How a course is structured is important. Organizational clarity creates ease for students by minimizing frustration, maximizing predictability, and reducing cognitive load.
The course is organized in modules by week, unit, or topic
Modules proceed in a well defined and predictable manner, such that students know what to expect and can plan ahead
Items in the modules are labeled clearly and consistently
DIY Course Readiness Checklist
This list is a great place to start when you are developing a new course or working on a course you have taught in the past. When you are done, if you have completed everything on this list, your students should be able to navigate the Canvas environment with relative ease.
UCSC Introduction Module
This introduction module has useful information for all UC Santa Cruz students. You can import it into your course or email email@example.com to have it lovingly placed in your course.
Course Design Template
This is a template that can be used for any UC Santa Cruz course. It has an orientation module with lots of useful information for students, a sample module design for one week of instruction, and 9 more modules that you can plug your materials into. You can import the template into your Canvas course on your own, or you can send an email to firstname.lastname@example.org to request that it be lovingly imported to your course. 🚨IMPORTANT: When you import this into your course shell, it will overwrite your syllabus and change some of the navigation items for your course.
Integrated Course Design Overview
The most important feature of Integrated Course Design is that it’s integrated: teaching and learning activities, feedback, and assessment are aligned with desired learning outcomes (what students will know and know how to do after taking the course) and designed to account for situational factors (the teaching and learning context). No part of the course is isolated from any other. Rather, each part informs every other part.

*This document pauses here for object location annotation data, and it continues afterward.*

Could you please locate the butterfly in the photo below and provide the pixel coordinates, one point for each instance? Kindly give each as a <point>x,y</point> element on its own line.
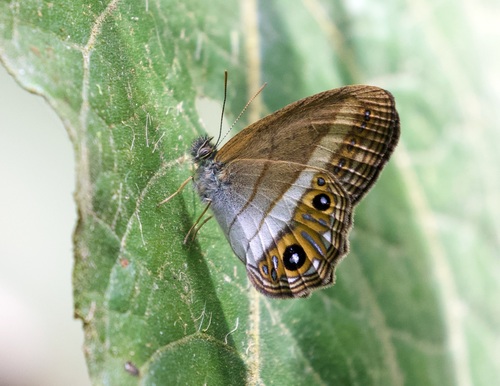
<point>283,190</point>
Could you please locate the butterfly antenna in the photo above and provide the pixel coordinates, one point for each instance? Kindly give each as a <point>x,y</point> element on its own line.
<point>242,111</point>
<point>223,108</point>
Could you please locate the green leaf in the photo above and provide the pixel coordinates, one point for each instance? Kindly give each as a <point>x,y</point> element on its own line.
<point>415,300</point>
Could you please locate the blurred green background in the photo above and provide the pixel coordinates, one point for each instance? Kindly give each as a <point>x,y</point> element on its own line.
<point>40,342</point>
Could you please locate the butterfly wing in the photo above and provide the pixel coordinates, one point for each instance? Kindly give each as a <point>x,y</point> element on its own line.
<point>350,131</point>
<point>291,243</point>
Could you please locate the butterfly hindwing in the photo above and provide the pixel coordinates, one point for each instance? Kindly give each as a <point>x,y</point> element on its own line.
<point>283,190</point>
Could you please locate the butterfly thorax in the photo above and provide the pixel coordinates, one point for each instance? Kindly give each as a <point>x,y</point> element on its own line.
<point>207,180</point>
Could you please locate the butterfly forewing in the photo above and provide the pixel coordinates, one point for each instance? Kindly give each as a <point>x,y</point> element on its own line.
<point>352,131</point>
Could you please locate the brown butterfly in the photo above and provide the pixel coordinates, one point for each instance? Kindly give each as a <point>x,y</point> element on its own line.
<point>283,190</point>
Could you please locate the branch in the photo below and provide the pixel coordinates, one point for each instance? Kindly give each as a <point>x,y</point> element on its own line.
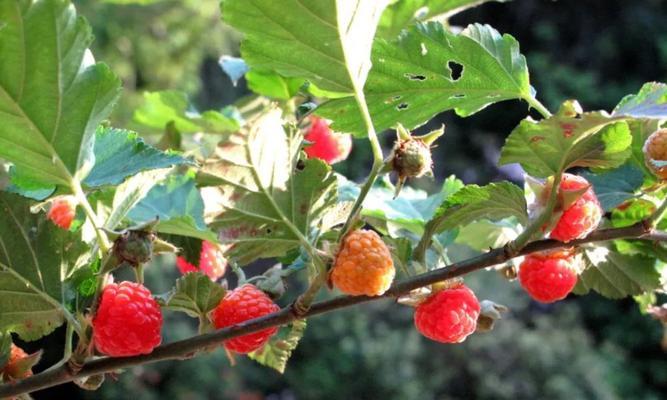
<point>187,348</point>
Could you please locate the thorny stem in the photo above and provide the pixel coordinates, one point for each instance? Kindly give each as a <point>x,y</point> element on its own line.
<point>186,348</point>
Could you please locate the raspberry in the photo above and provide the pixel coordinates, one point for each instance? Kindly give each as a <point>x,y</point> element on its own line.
<point>363,265</point>
<point>583,216</point>
<point>62,212</point>
<point>332,147</point>
<point>448,316</point>
<point>549,276</point>
<point>128,321</point>
<point>13,369</point>
<point>242,304</point>
<point>655,153</point>
<point>211,262</point>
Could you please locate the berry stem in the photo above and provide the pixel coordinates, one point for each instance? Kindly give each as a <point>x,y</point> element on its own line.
<point>185,348</point>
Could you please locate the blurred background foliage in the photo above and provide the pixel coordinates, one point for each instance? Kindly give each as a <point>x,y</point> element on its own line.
<point>584,348</point>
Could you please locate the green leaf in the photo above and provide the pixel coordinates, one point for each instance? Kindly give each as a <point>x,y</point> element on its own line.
<point>650,102</point>
<point>179,207</point>
<point>616,186</point>
<point>278,350</point>
<point>120,153</point>
<point>564,141</point>
<point>195,294</point>
<point>403,13</point>
<point>327,42</point>
<point>493,202</point>
<point>268,198</point>
<point>35,257</point>
<point>52,95</point>
<point>615,275</point>
<point>161,108</point>
<point>420,75</point>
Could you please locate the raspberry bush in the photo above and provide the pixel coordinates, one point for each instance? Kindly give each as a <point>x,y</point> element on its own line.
<point>84,202</point>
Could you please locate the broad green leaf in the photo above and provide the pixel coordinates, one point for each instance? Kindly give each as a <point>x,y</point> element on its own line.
<point>327,42</point>
<point>429,70</point>
<point>266,197</point>
<point>402,13</point>
<point>472,203</point>
<point>161,108</point>
<point>52,94</point>
<point>615,275</point>
<point>195,294</point>
<point>616,186</point>
<point>179,207</point>
<point>650,102</point>
<point>564,141</point>
<point>120,153</point>
<point>278,350</point>
<point>35,257</point>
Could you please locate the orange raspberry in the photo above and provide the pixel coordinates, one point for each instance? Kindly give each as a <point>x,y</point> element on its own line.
<point>363,265</point>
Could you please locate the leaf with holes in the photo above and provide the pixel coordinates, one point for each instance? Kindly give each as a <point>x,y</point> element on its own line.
<point>270,201</point>
<point>278,350</point>
<point>35,257</point>
<point>615,275</point>
<point>327,42</point>
<point>429,70</point>
<point>52,94</point>
<point>195,294</point>
<point>162,108</point>
<point>566,140</point>
<point>472,203</point>
<point>402,13</point>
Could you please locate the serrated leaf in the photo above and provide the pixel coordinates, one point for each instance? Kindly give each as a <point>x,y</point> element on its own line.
<point>615,275</point>
<point>162,108</point>
<point>35,257</point>
<point>472,203</point>
<point>402,13</point>
<point>416,77</point>
<point>195,294</point>
<point>179,207</point>
<point>121,153</point>
<point>649,102</point>
<point>278,350</point>
<point>52,94</point>
<point>614,187</point>
<point>560,142</point>
<point>327,42</point>
<point>265,193</point>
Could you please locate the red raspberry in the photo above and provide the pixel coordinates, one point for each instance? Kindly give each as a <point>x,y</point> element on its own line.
<point>13,369</point>
<point>582,217</point>
<point>448,316</point>
<point>549,276</point>
<point>242,304</point>
<point>211,262</point>
<point>62,212</point>
<point>363,265</point>
<point>332,147</point>
<point>128,321</point>
<point>655,153</point>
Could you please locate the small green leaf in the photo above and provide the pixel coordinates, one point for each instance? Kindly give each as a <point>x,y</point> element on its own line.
<point>278,350</point>
<point>429,70</point>
<point>472,203</point>
<point>650,102</point>
<point>402,13</point>
<point>52,94</point>
<point>179,207</point>
<point>120,153</point>
<point>615,275</point>
<point>564,141</point>
<point>161,108</point>
<point>195,294</point>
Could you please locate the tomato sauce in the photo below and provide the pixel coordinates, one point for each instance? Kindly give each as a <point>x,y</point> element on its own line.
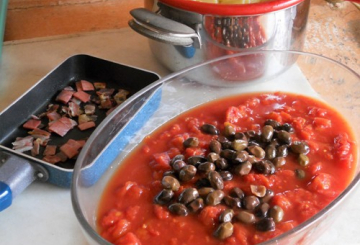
<point>128,215</point>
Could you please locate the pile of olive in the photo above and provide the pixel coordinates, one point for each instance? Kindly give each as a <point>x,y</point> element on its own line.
<point>232,153</point>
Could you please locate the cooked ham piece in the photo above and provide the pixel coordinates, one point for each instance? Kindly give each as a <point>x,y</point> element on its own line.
<point>62,156</point>
<point>42,135</point>
<point>71,148</point>
<point>62,126</point>
<point>75,100</point>
<point>83,96</point>
<point>32,124</point>
<point>74,109</point>
<point>78,86</point>
<point>87,86</point>
<point>89,109</point>
<point>106,104</point>
<point>105,93</point>
<point>99,85</point>
<point>50,150</point>
<point>86,125</point>
<point>59,118</point>
<point>65,96</point>
<point>36,147</point>
<point>23,144</point>
<point>53,115</point>
<point>121,96</point>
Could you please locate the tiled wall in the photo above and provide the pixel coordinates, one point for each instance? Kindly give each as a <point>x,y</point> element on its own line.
<point>40,18</point>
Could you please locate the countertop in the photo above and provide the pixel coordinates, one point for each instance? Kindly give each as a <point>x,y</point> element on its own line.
<point>43,214</point>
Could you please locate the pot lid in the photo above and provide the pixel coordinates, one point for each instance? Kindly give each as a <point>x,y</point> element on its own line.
<point>231,9</point>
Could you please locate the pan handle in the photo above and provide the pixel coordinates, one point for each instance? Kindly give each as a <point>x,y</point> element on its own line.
<point>15,175</point>
<point>162,29</point>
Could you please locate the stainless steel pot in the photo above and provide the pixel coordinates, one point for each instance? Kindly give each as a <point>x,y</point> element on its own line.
<point>184,33</point>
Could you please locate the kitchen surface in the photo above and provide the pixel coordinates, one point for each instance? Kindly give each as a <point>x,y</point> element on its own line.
<point>43,214</point>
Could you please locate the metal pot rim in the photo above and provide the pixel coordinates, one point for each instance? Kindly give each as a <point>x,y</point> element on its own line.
<point>232,9</point>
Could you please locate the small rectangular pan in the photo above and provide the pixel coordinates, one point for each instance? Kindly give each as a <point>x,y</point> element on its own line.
<point>18,170</point>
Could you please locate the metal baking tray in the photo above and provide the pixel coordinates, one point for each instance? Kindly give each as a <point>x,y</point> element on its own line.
<point>18,170</point>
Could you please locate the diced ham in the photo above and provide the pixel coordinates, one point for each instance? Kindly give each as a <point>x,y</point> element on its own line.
<point>65,96</point>
<point>52,159</point>
<point>99,85</point>
<point>62,156</point>
<point>32,124</point>
<point>106,104</point>
<point>89,109</point>
<point>53,107</point>
<point>83,118</point>
<point>39,132</point>
<point>78,86</point>
<point>36,147</point>
<point>62,126</point>
<point>53,115</point>
<point>83,96</point>
<point>86,125</point>
<point>71,148</point>
<point>50,150</point>
<point>87,86</point>
<point>105,93</point>
<point>121,96</point>
<point>74,109</point>
<point>41,135</point>
<point>21,142</point>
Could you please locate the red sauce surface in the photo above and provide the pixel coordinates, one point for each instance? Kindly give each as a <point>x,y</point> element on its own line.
<point>128,215</point>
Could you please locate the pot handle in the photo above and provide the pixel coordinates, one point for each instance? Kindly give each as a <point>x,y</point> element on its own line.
<point>15,175</point>
<point>162,29</point>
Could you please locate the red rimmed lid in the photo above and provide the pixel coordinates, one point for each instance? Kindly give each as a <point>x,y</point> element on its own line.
<point>231,9</point>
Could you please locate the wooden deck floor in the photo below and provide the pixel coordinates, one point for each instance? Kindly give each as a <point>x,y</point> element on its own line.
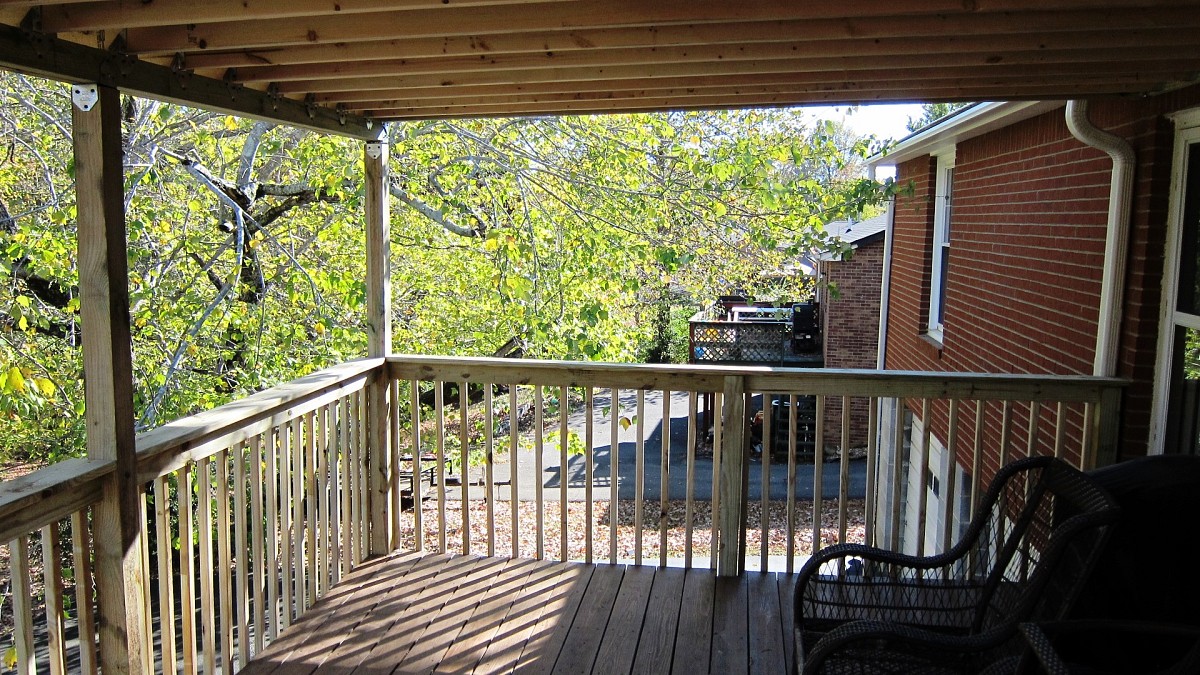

Synchrony, Immediacy, and Bandwidth
One of the most important decisions you will make in designing an online course is about when and how students will interact with you and one another—which parts of your course will be synchronous and which will be asynchronous (all courses will have some of both).
This syllabus template from UCSC Center for Innovations in Teaching and Learning gives you a template for creating a Learner-Centered Syllabus.
Course Workload Calculator
This calculator from Rice University’s Center for Teaching Excellence helps you estimate the average amount of time it will take your students to complete the assigned work in your Course.